# Style Transfer

Style transfer is a fascinating technique in image processing where the style of one image is applied to the content of another image. Essentially, it allows you to take the artistic style of a painting, for example, and apply it to a photograph, creating a new image that combines the content of the photograph with the style of the painting.

The VGG-19 model is a convolutional neural network (CNN) that was developed by the Visual Geometry Group (VGG) at the University of Oxford. It is one of the most well-known and widely used deep learning models for image classification and feature extraction.

The VGG-19 model is described in the research paper titled "Very Deep Convolutional Networks for Large-Scale Image Recognition" by Karen Simonyan and Andrew Zisserman. This paper was published in 2014 and is available on arXiv (https://arxiv.org/abs/1409.1556).

The seminal paper that introduced the concept of neural style transfer using the VGG-19 model is titled "A Neural Algorithm of Artistic Style" by Leon A. Gatys, Alexander S. Ecker, and Matthias Bethge. This paper was published in 2015 and is available on arXiv1 (https://arxiv.org/abs/1508.06576).

The VGG-19 model is popular in style transfer because of its ability to effectively capture and represent the visual features of images, making it ideal for combining the content of one image with the style of another.

Here are some key points about the VGG-19 model:

1. Architecture: VGG-19 consists of 19 layers, including 16 convolutional layers and 3 fully connected layers. The convolutional layers use small 3x3 filters, which helps in capturing fine details in images.
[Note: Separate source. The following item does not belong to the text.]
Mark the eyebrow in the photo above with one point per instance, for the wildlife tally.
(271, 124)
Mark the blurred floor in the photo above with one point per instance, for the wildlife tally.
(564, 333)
2. Pre-trained Model: In the context of style transfer, the VGG-19 model is often used in its pre-trained form. This means it has already been trained on a large dataset (such as ImageNet) and has learned to extract useful features from images.

3. Feature Extraction: For style transfer, the VGG-19 model is used to extract features from both the content and style images. These features are then used to compute the content and style losses, which guide the optimization process to generate the final stylized image.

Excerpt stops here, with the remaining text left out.